Re: [PATCH-tip] sched: Fix use-after-free bug in dup_user_cpus_ptr()

Will Deacon <will@xxxxxxxxxx> · Thu, 1 Dec 2022 13:44:46 +0000

On Sun, Nov 27, 2022 at 08:44:41PM -0500, Waiman Long wrote:
> Since commit 07ec77a1d4e8 ("sched: Allow task CPU affinity to be
> restricted on asymmetric systems"), the setting and clearing of
> user_cpus_ptr are done under pi_lock for arm64 architecture. However,
> dup_user_cpus_ptr() accesses user_cpus_ptr without any lock
> protection. When racing with the clearing of user_cpus_ptr in
> __set_cpus_allowed_ptr_locked(), it can lead to user-after-free and
> double-free in arm64 kernel.
> 
> Commit 8f9ea86fdf99 ("sched: Always preserve the user requested
> cpumask") fixes this problem as user_cpus_ptr, once set, will never
> be cleared in a task's lifetime. However, this bug was re-introduced
> in commit 851a723e45d1 ("sched: Always clear user_cpus_ptr in
> do_set_cpus_allowed()") which allows the clearing of user_cpus_ptr in
> do_set_cpus_allowed(). This time, it will affect all arches.
> 
> Fix this bug by always clearing the user_cpus_ptr of the newly
> cloned/forked task before the copying process starts and check the
> user_cpus_ptr state of the source task under pi_lock.
> 
> Note to stable, this patch won't be applicable to stable releases.
> Just copy the new dup_user_cpus_ptr() function over.
> 
> Fixes: 07ec77a1d4e8 ("sched: Allow task CPU affinity to be restricted on asymmetric systems")
> Fixes: 851a723e45d1 ("sched: Always clear user_cpus_ptr in do_set_cpus_allowed()")
> CC: stable@xxxxxxxxxxxxxxx
> Reported-by: David Wang 王标 <wangbiao3@xxxxxxxxxx>
> Signed-off-by: Waiman Long <longman@xxxxxxxxxx>
> ---
>  kernel/sched/core.c | 32 ++++++++++++++++++++++++++++----
>  1 file changed, 28 insertions(+), 4 deletions(-)

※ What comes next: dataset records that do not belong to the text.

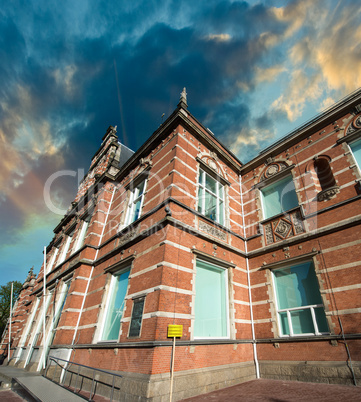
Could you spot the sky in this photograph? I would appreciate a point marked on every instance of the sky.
(253, 70)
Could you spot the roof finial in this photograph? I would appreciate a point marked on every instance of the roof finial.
(183, 99)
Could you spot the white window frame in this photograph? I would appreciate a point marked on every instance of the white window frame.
(112, 281)
(82, 233)
(352, 152)
(28, 327)
(133, 199)
(50, 265)
(226, 284)
(263, 201)
(38, 325)
(288, 311)
(59, 308)
(65, 248)
(202, 199)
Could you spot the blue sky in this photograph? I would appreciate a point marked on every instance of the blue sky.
(253, 71)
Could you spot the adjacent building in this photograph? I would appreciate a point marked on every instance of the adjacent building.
(259, 262)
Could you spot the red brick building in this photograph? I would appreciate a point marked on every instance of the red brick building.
(260, 263)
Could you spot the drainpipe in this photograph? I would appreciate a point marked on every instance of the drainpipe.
(10, 318)
(91, 273)
(249, 284)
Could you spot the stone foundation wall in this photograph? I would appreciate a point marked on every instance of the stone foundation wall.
(315, 371)
(155, 388)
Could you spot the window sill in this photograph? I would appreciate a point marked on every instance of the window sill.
(328, 194)
(267, 220)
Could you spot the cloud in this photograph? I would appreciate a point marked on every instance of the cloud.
(268, 74)
(218, 37)
(325, 60)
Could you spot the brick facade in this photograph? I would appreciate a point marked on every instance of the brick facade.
(160, 240)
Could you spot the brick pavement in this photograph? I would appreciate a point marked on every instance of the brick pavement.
(282, 391)
(10, 396)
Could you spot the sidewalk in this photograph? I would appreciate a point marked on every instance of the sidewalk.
(285, 391)
(37, 386)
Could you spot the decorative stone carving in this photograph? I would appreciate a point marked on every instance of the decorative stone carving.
(283, 227)
(297, 222)
(212, 231)
(273, 168)
(128, 236)
(113, 171)
(211, 161)
(327, 194)
(354, 125)
(268, 233)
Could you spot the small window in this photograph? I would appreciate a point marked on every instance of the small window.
(300, 309)
(211, 301)
(52, 259)
(356, 151)
(324, 174)
(65, 247)
(279, 197)
(210, 197)
(137, 314)
(115, 306)
(135, 203)
(82, 233)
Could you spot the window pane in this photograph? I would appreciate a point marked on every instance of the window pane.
(211, 302)
(297, 286)
(356, 150)
(140, 189)
(136, 320)
(279, 197)
(221, 191)
(137, 207)
(302, 322)
(284, 323)
(321, 319)
(211, 184)
(200, 199)
(115, 306)
(210, 206)
(221, 213)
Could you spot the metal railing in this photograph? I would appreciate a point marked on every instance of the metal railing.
(66, 367)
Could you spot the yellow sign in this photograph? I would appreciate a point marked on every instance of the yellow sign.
(175, 331)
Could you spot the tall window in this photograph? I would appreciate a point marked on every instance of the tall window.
(356, 151)
(210, 197)
(211, 302)
(135, 203)
(324, 174)
(137, 315)
(279, 197)
(115, 306)
(82, 233)
(65, 248)
(299, 305)
(52, 259)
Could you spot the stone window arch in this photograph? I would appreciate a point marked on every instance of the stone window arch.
(323, 178)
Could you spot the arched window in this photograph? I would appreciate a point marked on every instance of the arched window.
(324, 173)
(323, 179)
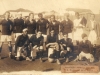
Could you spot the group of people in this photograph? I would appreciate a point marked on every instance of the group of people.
(59, 39)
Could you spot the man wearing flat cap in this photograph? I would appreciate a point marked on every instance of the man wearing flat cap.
(21, 45)
(7, 28)
(66, 24)
(85, 48)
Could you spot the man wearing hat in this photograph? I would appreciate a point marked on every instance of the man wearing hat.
(31, 25)
(78, 27)
(53, 47)
(42, 25)
(21, 45)
(36, 42)
(85, 48)
(18, 25)
(7, 28)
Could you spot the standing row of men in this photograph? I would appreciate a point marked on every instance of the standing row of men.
(37, 35)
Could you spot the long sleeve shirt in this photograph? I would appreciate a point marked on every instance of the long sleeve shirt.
(52, 39)
(18, 25)
(36, 41)
(66, 26)
(86, 46)
(31, 26)
(55, 25)
(42, 25)
(7, 27)
(22, 41)
(67, 42)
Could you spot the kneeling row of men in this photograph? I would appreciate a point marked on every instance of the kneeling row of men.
(56, 48)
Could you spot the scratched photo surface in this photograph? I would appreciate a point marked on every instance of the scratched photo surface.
(38, 37)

As per my comments on the previous version of this patch:

https://lore.kernel.org/lkml/20221201133602.GB28489@willie-the-truck/T/#t

I think there are other issues to fix when racing affinity changes with
fork() too.

> diff --git a/kernel/sched/core.c b/kernel/sched/core.c
> index 8df51b08bb38..f2b75faaf71a 100644
> --- a/kernel/sched/core.c
> +++ b/kernel/sched/core.c
> @@ -2624,19 +2624,43 @@ void do_set_cpus_allowed(struct task_struct *p, const struct cpumask *new_mask)
>  int dup_user_cpus_ptr(struct task_struct *dst, struct task_struct *src,
>  		      int node)
>  {
> +	cpumask_t *user_mask;
>  	unsigned long flags;
>  
> +	/*
> +	 * Always clear dst->user_cpus_ptr first as their user_cpus_ptr's
> +	 * may differ by now due to racing.
> +	 */
> +	dst->user_cpus_ptr = NULL;
> +
> +	/*
> +	 * This check is racy and losing the race is a valid situation.
> +	 * It is not worth the extra overhead of taking the pi_lock on
> +	 * every fork/clone.
> +	 */
>  	if (!src->user_cpus_ptr)
>  		return 0;

data_race() ?

>  
> -	dst->user_cpus_ptr = kmalloc_node(cpumask_size(), GFP_KERNEL, node);
> -	if (!dst->user_cpus_ptr)
> +	user_mask = kmalloc_node(cpumask_size(), GFP_KERNEL, node);
> +	if (!user_mask)
>  		return -ENOMEM;
>  
> -	/* Use pi_lock to protect content of user_cpus_ptr */
> +	/*
> +	 * Use pi_lock to protect content of user_cpus_ptr
> +	 *
> +	 * Though unlikely, user_cpus_ptr can be reset to NULL by a concurrent
> +	 * do_set_cpus_allowed().
> +	 */
>  	raw_spin_lock_irqsave(&src->pi_lock, flags);
> -	cpumask_copy(dst->user_cpus_ptr, src->user_cpus_ptr);
> +	if (src->user_cpus_ptr) {
> +		swap(dst->user_cpus_ptr, user_mask);

Isn't 'dst->user_cpus_ptr' always NULL here? Why do we need the swap()
instead of just assigning the thing directly?

Will